The full report examines the study’s methods, concentrating on the economic aspects, with three appendixes detailing the demographic, epidemiological and criminological methods used. Bibliographical details of the full report, and a list of all tables that it contains, can be found at the end of this booklet.
The different uses of substance abuse cost estimates are discussed in some detail in the World Health Organization publication International guidelines for estimating the costs of substance abuse (Single et al. 2003):
- First, economic cost estimates are frequently used to argue that policies on alcohol, tobacco and other drugs should be given a high priority on the public policy agenda...
Second, cost estimates help to appropriately target specific problems and policies.

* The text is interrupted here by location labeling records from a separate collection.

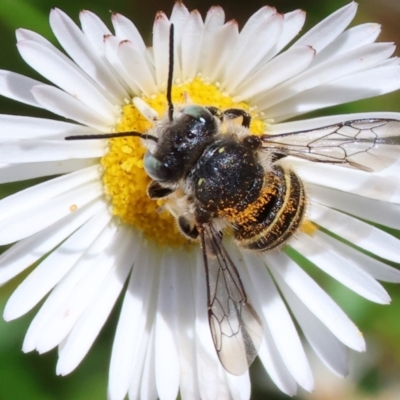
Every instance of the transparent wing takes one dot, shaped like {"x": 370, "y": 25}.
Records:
{"x": 366, "y": 144}
{"x": 235, "y": 327}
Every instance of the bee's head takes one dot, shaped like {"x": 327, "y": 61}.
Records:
{"x": 181, "y": 142}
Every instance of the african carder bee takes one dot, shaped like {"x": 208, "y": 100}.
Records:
{"x": 236, "y": 179}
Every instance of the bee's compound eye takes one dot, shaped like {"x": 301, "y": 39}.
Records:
{"x": 156, "y": 169}
{"x": 199, "y": 113}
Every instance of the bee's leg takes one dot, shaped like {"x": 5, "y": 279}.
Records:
{"x": 233, "y": 113}
{"x": 188, "y": 227}
{"x": 216, "y": 112}
{"x": 156, "y": 191}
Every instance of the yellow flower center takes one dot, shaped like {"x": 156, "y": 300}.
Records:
{"x": 124, "y": 177}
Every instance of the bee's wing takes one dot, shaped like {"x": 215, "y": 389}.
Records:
{"x": 366, "y": 144}
{"x": 235, "y": 326}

It is important to know which psychoactive substances involve the greatest economic costs...
Third, economic cost studies help to identify information gaps, research needs and desirable refinements to national statistical reporting systems...
Last but not least, the development of improved estimates of the costs of substance abuse offers the potential to provide baseline measures to determine the efficacy of drug policies and programmes intended to reduce the damaging consequences of alcohol, tobacco and other drug use. Estimates of the social costs can assist policy makers in evaluating outcomes, as expressed in terms of changes in social costs in constant dollar terms. Estimates of social costs can also facilitate cross-national comparisons of the consequences of substance abuse and different approaches to confronting those consequences.
The purpose of the research summarised here was to provide reliable estimates that could inform all of these public policy objectives.